From: David Woodhouse <dwmw@amazon.co.uk>

This adds basic support for delivering 2 level event channels to a guest.

Initially, it only supports delivery via the IRQ routing table, triggered
by an eventfd.
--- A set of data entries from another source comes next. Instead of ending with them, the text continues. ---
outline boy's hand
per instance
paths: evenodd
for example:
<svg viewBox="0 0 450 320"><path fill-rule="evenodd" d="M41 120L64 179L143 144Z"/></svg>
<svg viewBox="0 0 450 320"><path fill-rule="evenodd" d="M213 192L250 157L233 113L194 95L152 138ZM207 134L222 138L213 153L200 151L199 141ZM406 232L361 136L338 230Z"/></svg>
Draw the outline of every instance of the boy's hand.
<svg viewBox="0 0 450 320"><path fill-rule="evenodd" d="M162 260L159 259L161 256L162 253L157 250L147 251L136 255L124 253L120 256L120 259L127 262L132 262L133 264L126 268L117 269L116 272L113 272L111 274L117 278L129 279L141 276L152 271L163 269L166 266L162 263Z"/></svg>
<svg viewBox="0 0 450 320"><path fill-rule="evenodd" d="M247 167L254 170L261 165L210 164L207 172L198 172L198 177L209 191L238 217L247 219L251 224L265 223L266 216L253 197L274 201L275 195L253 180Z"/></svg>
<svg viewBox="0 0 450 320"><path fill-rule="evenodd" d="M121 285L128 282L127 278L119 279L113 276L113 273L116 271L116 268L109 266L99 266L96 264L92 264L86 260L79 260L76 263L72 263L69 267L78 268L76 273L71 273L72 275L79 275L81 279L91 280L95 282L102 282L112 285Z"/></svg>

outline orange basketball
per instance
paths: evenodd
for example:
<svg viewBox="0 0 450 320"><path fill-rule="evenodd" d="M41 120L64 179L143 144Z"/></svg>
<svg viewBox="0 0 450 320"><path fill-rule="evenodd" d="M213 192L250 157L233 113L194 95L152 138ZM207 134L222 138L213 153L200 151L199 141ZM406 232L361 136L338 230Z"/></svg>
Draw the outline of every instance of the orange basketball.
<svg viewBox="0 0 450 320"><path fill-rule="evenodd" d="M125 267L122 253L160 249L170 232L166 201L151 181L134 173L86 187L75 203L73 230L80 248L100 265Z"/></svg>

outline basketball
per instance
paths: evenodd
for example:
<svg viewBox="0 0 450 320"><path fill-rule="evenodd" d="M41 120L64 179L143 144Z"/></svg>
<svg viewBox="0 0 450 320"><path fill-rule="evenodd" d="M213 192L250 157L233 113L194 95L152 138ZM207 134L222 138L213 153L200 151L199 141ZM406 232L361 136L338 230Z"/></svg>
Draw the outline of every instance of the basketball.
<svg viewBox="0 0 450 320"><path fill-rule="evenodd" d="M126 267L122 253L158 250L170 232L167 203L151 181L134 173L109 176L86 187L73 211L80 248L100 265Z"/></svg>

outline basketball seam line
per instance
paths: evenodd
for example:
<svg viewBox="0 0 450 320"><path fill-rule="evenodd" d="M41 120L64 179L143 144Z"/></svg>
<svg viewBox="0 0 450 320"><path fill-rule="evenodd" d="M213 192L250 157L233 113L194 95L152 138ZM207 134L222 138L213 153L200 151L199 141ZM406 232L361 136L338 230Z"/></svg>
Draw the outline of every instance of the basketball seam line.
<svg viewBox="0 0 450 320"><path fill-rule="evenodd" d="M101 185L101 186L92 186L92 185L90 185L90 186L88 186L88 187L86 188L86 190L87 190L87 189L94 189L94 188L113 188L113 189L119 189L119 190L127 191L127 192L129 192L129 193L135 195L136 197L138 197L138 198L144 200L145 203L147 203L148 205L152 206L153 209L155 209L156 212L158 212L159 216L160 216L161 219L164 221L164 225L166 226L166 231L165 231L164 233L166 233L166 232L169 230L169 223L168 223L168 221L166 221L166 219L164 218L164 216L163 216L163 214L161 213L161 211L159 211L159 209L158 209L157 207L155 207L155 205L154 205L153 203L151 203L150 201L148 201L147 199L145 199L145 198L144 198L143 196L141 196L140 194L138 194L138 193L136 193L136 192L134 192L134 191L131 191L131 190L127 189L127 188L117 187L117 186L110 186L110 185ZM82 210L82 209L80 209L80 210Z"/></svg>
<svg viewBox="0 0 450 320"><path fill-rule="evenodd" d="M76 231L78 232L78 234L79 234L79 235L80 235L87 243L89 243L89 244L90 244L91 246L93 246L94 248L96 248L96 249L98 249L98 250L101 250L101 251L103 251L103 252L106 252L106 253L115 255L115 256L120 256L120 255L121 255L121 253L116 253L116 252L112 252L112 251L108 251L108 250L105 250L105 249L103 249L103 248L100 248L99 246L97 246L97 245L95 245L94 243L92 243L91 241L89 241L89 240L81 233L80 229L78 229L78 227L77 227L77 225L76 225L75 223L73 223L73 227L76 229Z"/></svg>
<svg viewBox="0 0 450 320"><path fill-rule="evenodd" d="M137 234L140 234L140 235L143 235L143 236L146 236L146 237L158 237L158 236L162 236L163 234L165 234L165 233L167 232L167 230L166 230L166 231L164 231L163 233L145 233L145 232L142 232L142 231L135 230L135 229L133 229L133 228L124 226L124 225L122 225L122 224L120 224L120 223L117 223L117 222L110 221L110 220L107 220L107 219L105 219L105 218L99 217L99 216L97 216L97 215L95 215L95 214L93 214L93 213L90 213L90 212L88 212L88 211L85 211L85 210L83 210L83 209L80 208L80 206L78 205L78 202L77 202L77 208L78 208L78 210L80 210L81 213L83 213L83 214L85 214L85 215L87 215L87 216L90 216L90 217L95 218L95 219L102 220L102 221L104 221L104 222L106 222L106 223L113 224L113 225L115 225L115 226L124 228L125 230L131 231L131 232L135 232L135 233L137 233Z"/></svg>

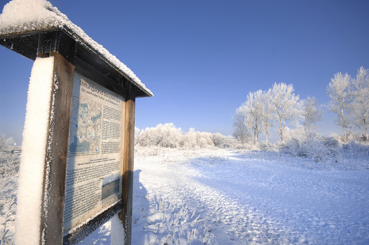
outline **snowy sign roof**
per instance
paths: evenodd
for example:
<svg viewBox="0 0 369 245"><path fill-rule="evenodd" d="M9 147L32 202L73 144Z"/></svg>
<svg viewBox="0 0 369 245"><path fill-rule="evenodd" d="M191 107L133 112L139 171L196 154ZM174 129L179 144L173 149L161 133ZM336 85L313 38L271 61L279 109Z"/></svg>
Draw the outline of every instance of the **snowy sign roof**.
<svg viewBox="0 0 369 245"><path fill-rule="evenodd" d="M92 53L92 55L98 58L96 61L97 63L95 61L94 64L103 63L109 65L108 69L110 70L106 71L106 73L104 72L104 74L111 73L108 77L115 77L114 80L116 80L116 77L120 76L131 81L141 90L141 94L137 97L154 96L127 66L93 40L82 29L72 23L65 15L46 0L13 0L4 6L3 13L0 14L1 44L11 49L13 49L13 44L7 42L8 38L22 37L27 39L27 43L35 42L38 41L35 38L32 39L32 35L58 30L62 31L77 42L77 56L79 54L86 56L86 51ZM22 44L22 46L26 46L16 48L14 51L27 58L35 59L37 51L34 54L33 52L30 54L30 51L26 50L32 48L34 49L37 49L35 45L27 46L24 42ZM89 65L95 66L94 63Z"/></svg>

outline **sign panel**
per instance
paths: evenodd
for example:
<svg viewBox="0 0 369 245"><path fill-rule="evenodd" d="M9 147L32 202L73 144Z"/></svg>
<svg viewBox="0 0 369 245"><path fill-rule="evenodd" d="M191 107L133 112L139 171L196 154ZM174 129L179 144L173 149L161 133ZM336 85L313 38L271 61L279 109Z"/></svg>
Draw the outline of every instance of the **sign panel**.
<svg viewBox="0 0 369 245"><path fill-rule="evenodd" d="M120 199L125 99L76 72L63 233Z"/></svg>

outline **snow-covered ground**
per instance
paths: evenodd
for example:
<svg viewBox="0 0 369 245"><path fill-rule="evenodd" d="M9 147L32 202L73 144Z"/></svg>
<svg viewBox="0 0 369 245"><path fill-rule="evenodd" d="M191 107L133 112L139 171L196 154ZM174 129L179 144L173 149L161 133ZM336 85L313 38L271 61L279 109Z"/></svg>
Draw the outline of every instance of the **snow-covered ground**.
<svg viewBox="0 0 369 245"><path fill-rule="evenodd" d="M369 244L367 167L169 150L135 157L132 244ZM80 244L110 244L111 228Z"/></svg>

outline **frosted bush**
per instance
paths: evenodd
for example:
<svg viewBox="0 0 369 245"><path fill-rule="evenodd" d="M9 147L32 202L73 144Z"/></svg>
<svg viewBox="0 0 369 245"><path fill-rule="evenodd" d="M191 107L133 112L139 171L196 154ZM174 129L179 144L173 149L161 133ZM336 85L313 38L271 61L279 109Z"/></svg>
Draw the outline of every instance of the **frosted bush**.
<svg viewBox="0 0 369 245"><path fill-rule="evenodd" d="M0 244L13 244L20 158L0 152Z"/></svg>

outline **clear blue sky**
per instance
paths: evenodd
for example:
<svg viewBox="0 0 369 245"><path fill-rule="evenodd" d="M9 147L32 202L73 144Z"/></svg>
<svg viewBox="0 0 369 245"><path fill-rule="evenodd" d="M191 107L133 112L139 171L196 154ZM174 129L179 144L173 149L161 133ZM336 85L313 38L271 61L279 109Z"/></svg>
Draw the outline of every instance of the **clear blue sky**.
<svg viewBox="0 0 369 245"><path fill-rule="evenodd" d="M368 1L50 2L154 93L136 100L140 129L230 135L249 91L291 83L323 104L335 73L369 68ZM0 132L20 144L33 62L2 46L0 57ZM322 134L341 133L334 117Z"/></svg>

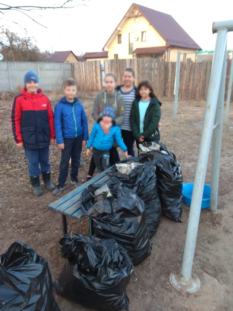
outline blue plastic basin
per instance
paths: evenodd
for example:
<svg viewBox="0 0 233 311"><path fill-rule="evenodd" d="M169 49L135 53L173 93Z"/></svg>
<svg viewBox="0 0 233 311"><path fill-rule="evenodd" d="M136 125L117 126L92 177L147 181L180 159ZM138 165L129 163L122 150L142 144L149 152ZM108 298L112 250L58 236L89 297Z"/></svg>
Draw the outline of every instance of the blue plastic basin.
<svg viewBox="0 0 233 311"><path fill-rule="evenodd" d="M193 184L193 183L183 184L183 200L184 202L188 206L190 206L191 204ZM211 189L210 186L205 184L201 203L202 209L208 208L210 207Z"/></svg>

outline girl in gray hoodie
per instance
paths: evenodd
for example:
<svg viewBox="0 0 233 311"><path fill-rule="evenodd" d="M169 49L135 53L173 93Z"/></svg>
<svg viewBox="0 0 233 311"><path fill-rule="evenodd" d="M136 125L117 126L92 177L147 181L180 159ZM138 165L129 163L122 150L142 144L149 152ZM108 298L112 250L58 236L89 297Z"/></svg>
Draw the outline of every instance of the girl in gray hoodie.
<svg viewBox="0 0 233 311"><path fill-rule="evenodd" d="M114 73L109 72L105 77L105 89L97 94L94 102L92 116L96 122L99 123L105 134L109 134L110 128L114 125L121 127L125 118L125 107L123 98L116 91L116 77ZM101 122L101 116L103 109L106 107L112 107L115 111L115 119L112 122L106 124ZM117 158L118 158L117 159ZM110 150L110 163L114 164L119 160L119 155L114 144ZM91 159L87 181L89 180L94 174L96 166L93 156Z"/></svg>

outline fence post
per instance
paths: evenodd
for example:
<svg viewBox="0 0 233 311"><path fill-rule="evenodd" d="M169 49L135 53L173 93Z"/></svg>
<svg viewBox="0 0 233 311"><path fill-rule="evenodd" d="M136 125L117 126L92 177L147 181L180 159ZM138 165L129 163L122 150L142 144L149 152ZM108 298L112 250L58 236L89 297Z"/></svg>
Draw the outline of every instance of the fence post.
<svg viewBox="0 0 233 311"><path fill-rule="evenodd" d="M62 86L61 87L62 88L62 85L63 84L63 81L64 81L64 78L63 78L63 74L64 74L63 69L64 69L64 68L63 67L63 63L61 63L61 75L62 75L62 77L61 77L61 86Z"/></svg>
<svg viewBox="0 0 233 311"><path fill-rule="evenodd" d="M210 192L210 209L213 211L217 210L219 178L219 167L221 156L221 144L223 118L223 109L225 98L225 85L226 72L226 46L223 61L223 65L221 78L221 83L218 94L214 124L217 125L213 130L212 148L212 165Z"/></svg>
<svg viewBox="0 0 233 311"><path fill-rule="evenodd" d="M8 71L8 75L9 77L9 82L10 82L10 91L13 91L12 87L12 81L11 80L11 69L10 67L10 62L7 62L7 69Z"/></svg>
<svg viewBox="0 0 233 311"><path fill-rule="evenodd" d="M204 117L193 190L180 275L171 273L170 281L179 290L193 293L199 288L198 277L191 277L202 196L209 153L217 97L219 92L226 49L227 29L217 31L215 49Z"/></svg>
<svg viewBox="0 0 233 311"><path fill-rule="evenodd" d="M178 96L179 91L179 82L180 82L180 52L177 53L177 61L176 69L176 79L175 80L174 92L175 95L174 102L174 120L176 119L177 115L177 106L178 104Z"/></svg>
<svg viewBox="0 0 233 311"><path fill-rule="evenodd" d="M231 58L231 70L230 71L230 77L229 79L229 84L228 86L228 91L227 91L227 97L226 99L226 111L225 113L225 119L224 123L226 124L227 122L228 114L229 112L229 107L230 105L231 101L231 89L232 84L233 83L233 49L232 50L232 57Z"/></svg>

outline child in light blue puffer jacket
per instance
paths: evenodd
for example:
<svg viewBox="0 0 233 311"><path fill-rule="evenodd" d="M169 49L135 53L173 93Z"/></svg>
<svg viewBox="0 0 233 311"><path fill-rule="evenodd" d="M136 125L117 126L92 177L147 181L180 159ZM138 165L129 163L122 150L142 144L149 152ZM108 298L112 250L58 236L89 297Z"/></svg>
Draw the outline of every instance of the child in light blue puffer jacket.
<svg viewBox="0 0 233 311"><path fill-rule="evenodd" d="M112 107L106 107L102 114L102 122L109 123L113 121L115 116L114 109ZM109 150L112 146L114 140L125 152L126 157L128 158L127 147L122 140L120 127L116 125L111 127L109 134L106 134L98 123L95 124L87 145L86 154L88 157L90 156L90 149L93 146L94 160L99 173L110 167Z"/></svg>

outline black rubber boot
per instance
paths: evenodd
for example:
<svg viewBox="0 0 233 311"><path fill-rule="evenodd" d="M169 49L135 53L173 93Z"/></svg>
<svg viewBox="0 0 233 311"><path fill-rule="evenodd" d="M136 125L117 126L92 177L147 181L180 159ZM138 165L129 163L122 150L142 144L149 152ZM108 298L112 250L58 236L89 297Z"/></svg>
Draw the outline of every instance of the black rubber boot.
<svg viewBox="0 0 233 311"><path fill-rule="evenodd" d="M34 195L42 195L43 191L40 188L40 179L39 176L30 176L29 177L32 186Z"/></svg>
<svg viewBox="0 0 233 311"><path fill-rule="evenodd" d="M50 191L54 190L55 189L55 186L51 182L50 172L42 172L41 174L45 188L47 190Z"/></svg>

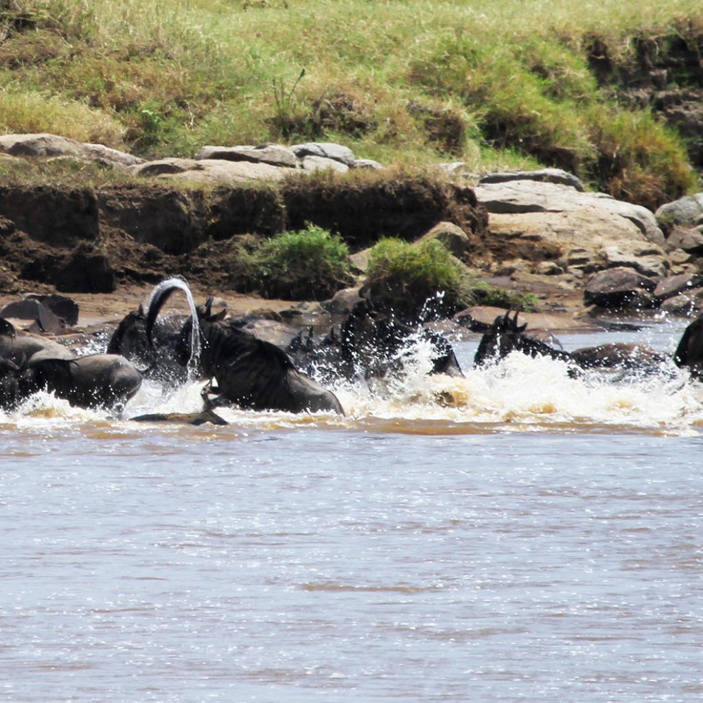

In order to do so, it has a kvm_xen_set_evtchn_fast()
function which will use the pre-mapped shared_info page if it already
exists and is still valid, while the slow path through the irqfd_inject
workqueue will remap the shared_info page if necessary.

It sets the bits in the shared_info page but not the vcpu_info; that is
deferred to __kvm_xen_has_interrupt() which raises the vector to the
appropriate vCPU.

The slow path takes into account the fact that the shared_info may be
invalidated asynchronously (from an MMU notifier) even though that isn't
yet actually implemented.

Signed-off-by: David Woodhouse <dwmw@amazon.co.uk>
---
 Documentation/virt/kvm/api.rst                |  21 ++
 arch/x86/include/asm/kvm_host.h               |   1 +
 arch/x86/kvm/irq_comm.c                       |  12 +
 arch/x86/kvm/x86.c                            |   3 +-
 arch/x86/kvm/xen.c                            | 272 +++++++++++++++++-
 arch/x86/kvm/xen.h                            |   6 +
 include/linux/kvm_host.h                      |   7 +
 include/uapi/linux/kvm.h                      |  11 +
 .../selftests/kvm/x86_64/xen_shinfo_test.c    |  99 ++++++-
 9 files changed, 425 insertions(+), 7 deletions(-)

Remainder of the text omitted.